No description available for this book.

Detailed Information

Author:	Gabriel Mittag
Publication Year:	2022
ISBN:	9783030914783
Pages:	171
Language:	English
File Size:	7.372
Format:	PDF
Price:	FREE

Download Free PDF

Safe & Secure Download - No registration required

Why Choose PDFdrive for Your Free Deep Learning Based Speech Quality Prediction Download?

100% Free: No hidden fees or subscriptions required for one book every day.
No Registration: Immediate access is available without creating accounts for one book every day.
Safe and Secure: Clean downloads without malware or viruses
Multiple Formats: PDF, MOBI, Mpub,... optimized for all devices
Educational Resource: Supporting knowledge sharing and learning

Frequently Asked Questions

Is it really free to download Deep Learning Based Speech Quality Prediction PDF?

Yes, on https://PDFdrive.to you can download Deep Learning Based Speech Quality Prediction by Gabriel Mittag completely free. We don't require any payment, subscription, or registration to access this PDF file. For 3 books every day.

How can I read Deep Learning Based Speech Quality Prediction on my mobile device?

After downloading Deep Learning Based Speech Quality Prediction PDF, you can open it with any PDF reader app on your phone or tablet. We recommend using Adobe Acrobat Reader, Apple Books, or Google Play Books for the best reading experience.

Is this the full version of Deep Learning Based Speech Quality Prediction?

Yes, this is the complete PDF version of Deep Learning Based Speech Quality Prediction by Gabriel Mittag. You will be able to read the entire content as in the printed version without missing any pages.

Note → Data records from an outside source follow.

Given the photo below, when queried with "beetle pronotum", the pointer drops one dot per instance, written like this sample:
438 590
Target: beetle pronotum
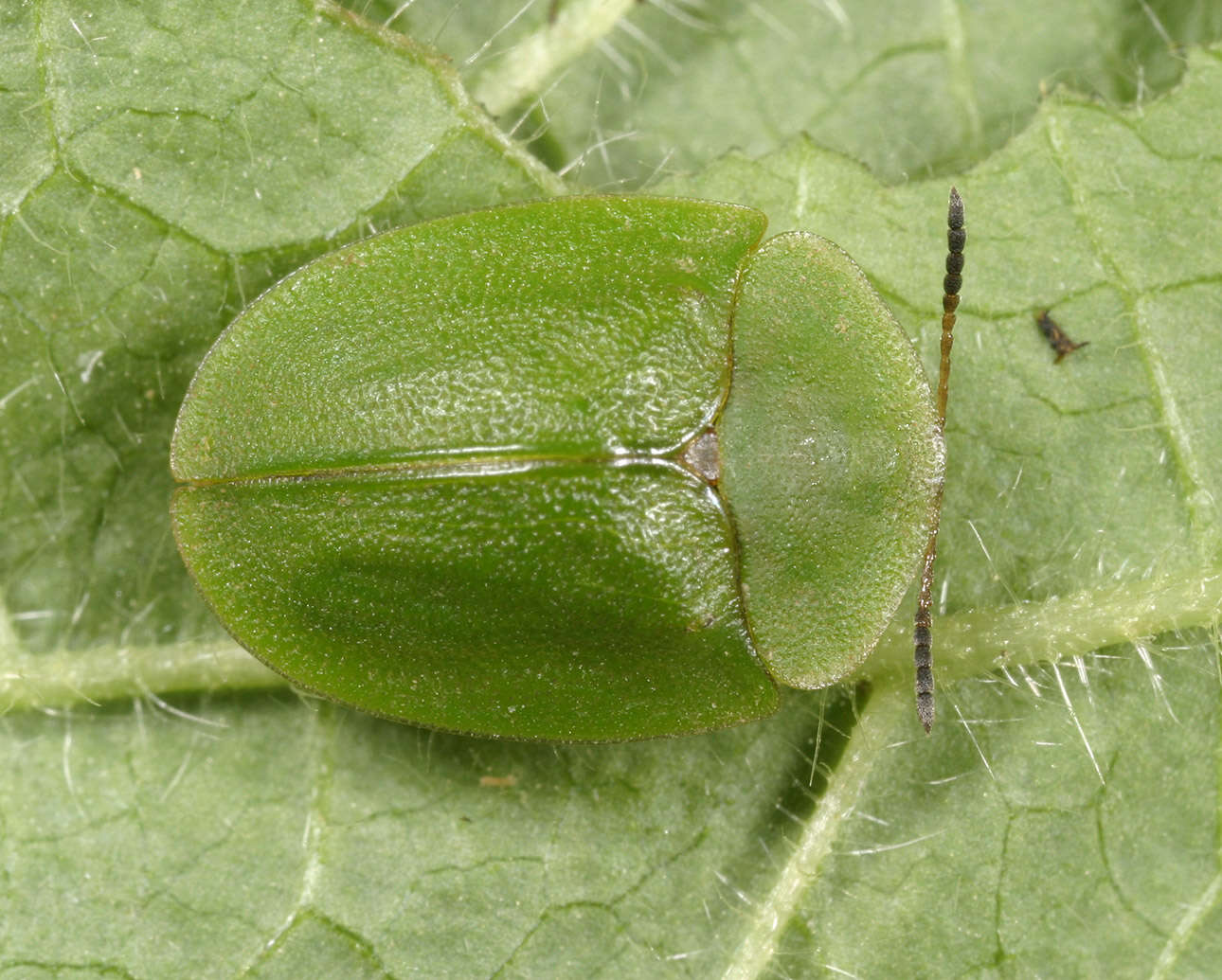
585 468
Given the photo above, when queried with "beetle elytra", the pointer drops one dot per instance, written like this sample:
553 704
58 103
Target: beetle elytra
592 468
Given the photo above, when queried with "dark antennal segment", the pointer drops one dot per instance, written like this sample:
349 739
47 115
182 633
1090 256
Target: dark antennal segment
956 238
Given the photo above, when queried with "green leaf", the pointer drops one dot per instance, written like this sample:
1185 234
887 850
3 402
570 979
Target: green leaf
1061 821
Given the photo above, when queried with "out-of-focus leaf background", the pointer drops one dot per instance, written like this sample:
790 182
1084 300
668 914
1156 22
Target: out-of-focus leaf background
170 811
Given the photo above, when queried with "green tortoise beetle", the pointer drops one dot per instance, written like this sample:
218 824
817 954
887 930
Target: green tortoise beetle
590 468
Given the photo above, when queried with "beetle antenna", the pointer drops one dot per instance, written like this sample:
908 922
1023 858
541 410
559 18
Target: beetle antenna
923 654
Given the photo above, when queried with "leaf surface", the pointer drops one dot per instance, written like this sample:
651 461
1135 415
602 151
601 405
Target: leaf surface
1063 819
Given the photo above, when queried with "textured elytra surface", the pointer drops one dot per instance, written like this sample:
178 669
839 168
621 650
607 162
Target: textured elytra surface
1060 821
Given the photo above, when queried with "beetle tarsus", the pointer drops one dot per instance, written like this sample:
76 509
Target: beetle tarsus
923 651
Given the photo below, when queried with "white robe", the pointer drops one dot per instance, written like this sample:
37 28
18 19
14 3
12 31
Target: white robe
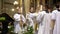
33 17
17 21
47 21
40 20
56 17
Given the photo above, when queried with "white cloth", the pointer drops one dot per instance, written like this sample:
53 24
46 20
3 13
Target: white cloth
56 17
30 21
17 21
47 21
39 19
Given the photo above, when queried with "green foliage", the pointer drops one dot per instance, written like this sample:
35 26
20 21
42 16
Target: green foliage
2 18
11 29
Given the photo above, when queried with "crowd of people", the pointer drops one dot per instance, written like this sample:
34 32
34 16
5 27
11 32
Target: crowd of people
46 21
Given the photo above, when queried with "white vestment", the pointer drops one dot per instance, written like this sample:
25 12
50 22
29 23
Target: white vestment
17 21
32 16
40 20
56 17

Is it legal to download Deep Learning Based Speech Quality Prediction PDF for free?

https://PDFdrive.to provides links to free educational resources available online. We do not store any files on our servers. Please be aware of copyright laws in your country before downloading.

The materials shared are intended for research, educational, and personal use in accordance with fair use principles.